While many engineering firms raced to produce ventilators, BOC’s engineers helped to make sure there was enough oxygen with which to treat COVID-19 patients. Its Customer Engineering Services (CES) team worked around the clock to support the oxygen supply schemes to maintain supplies as hospitals stretched their oxygen systems to the maximum. BOC engineers also installed oxygen systems at six Nightingale centres, including the largest medical oxygen system ever to be designed and installed.
Seriously ill COVID-19 patients require oxygen in high volumes delivered at three to 10 times the typical patient standard flow, and there were concerns that the essential gas systems could not support this additional demand in the event of a major influx of patients.
During the height of the crisis in the UK, BOC’s CES technicians made sure oxygen supply to hospitals was maintained by using telemetry systems to proactively identify hospitals operating close to their maximum capacity.
Engineers also installed oxygen systems at six Nightingale centres, delivering projects from initial request to commissioned systems in mere days, compared to the weeks or months it would usually take. They did this by redeploying assets destined for BOC’s industrial customers.
The six centres or field hospitals were built to treat up to 7,250 patients. The largest, ExCeL London, was the size of 14 typical hospitals and required a bespoke oxygen system.
The ExCeL project began with a phone call from the department of Health and Social Care on 21 March. A CES team was on site two days later to carry out the surveys necessary to provide oxygen for the 500 beds that would be ready by the end of the week, as well as a system capable of delivering oxygen for 4,000 beds planned for Phase 2. The team met this ambitious target, installing and commissioning an oxygen supply scheme suitable for 650 beds within one week of the first phone call.

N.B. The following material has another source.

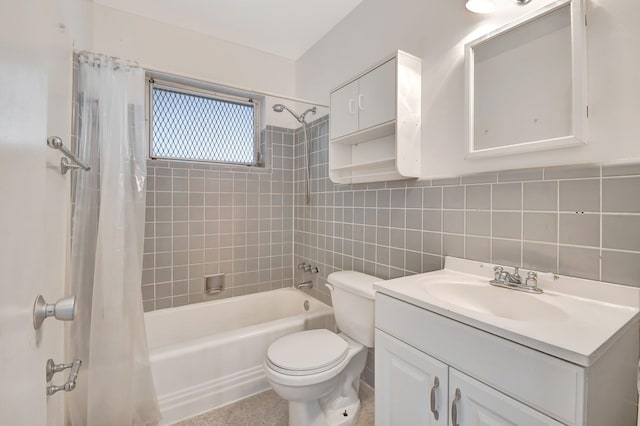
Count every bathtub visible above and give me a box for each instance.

Meanwhile, a separate team was busy designing and building the Phase 2 system that could provide 40,000 litres of oxygen per minute. This is especially impressive as most hospitals in the UK have a standard system delivering 3,000 lpm.
Approximately two weeks after arriving on site, two larger oxygen vessels, six oxygen vaporisers and bespoke control panels were installed and commissioned. This incredible effort meant that NHS Nightingale at London ExCeL was the largest medical oxygen system ever to be designed and installed.
While the Nightingale hospitals were not used on the large scale that was anticipated at the start of the COVID-19 pandemic in the UK, their creation was an incredible engineering achievement and reassured members of the public that there was capacity to treat seriously ill patients.
BOC’s CES projects team continues to upgrade oxygen supply systems, with 23 ‘wave one upgrades’ already complete, which have increased hospital oxygen flow capacity, which may be useful if the UK experiences a second wave of COVID-19. BOC is working with a specialist NHS team to deliver wave two and wave three oxygen system upgrades projects, as well as developing alternative solutions to meet the unprecedented increase in demand from healthcare providers, meaning oxygen provision in hospitals will be better than ever before.
‘’I have worked closely with Tim and his team,” says Andrew Croston, Oxygen and Distribution Stream Lead for Department of Health and Social care and NHS England and NHS Improvement. “As the pandemic took hold from mid-March 2020 the demand for bulk oxygen and medical oxygen cylinders rose exponentially. The capability and approach of BOC enabled oxygen provision to be met with professional rigor and consistency, servicing the UK at a critical time. With limited supply of key components for oxygen systems, such as vaporisers, control panels and tanks to go around the four nations, the BOC team have enabled a higher number of installations to be undertaken due to their willingness to share information and key components.”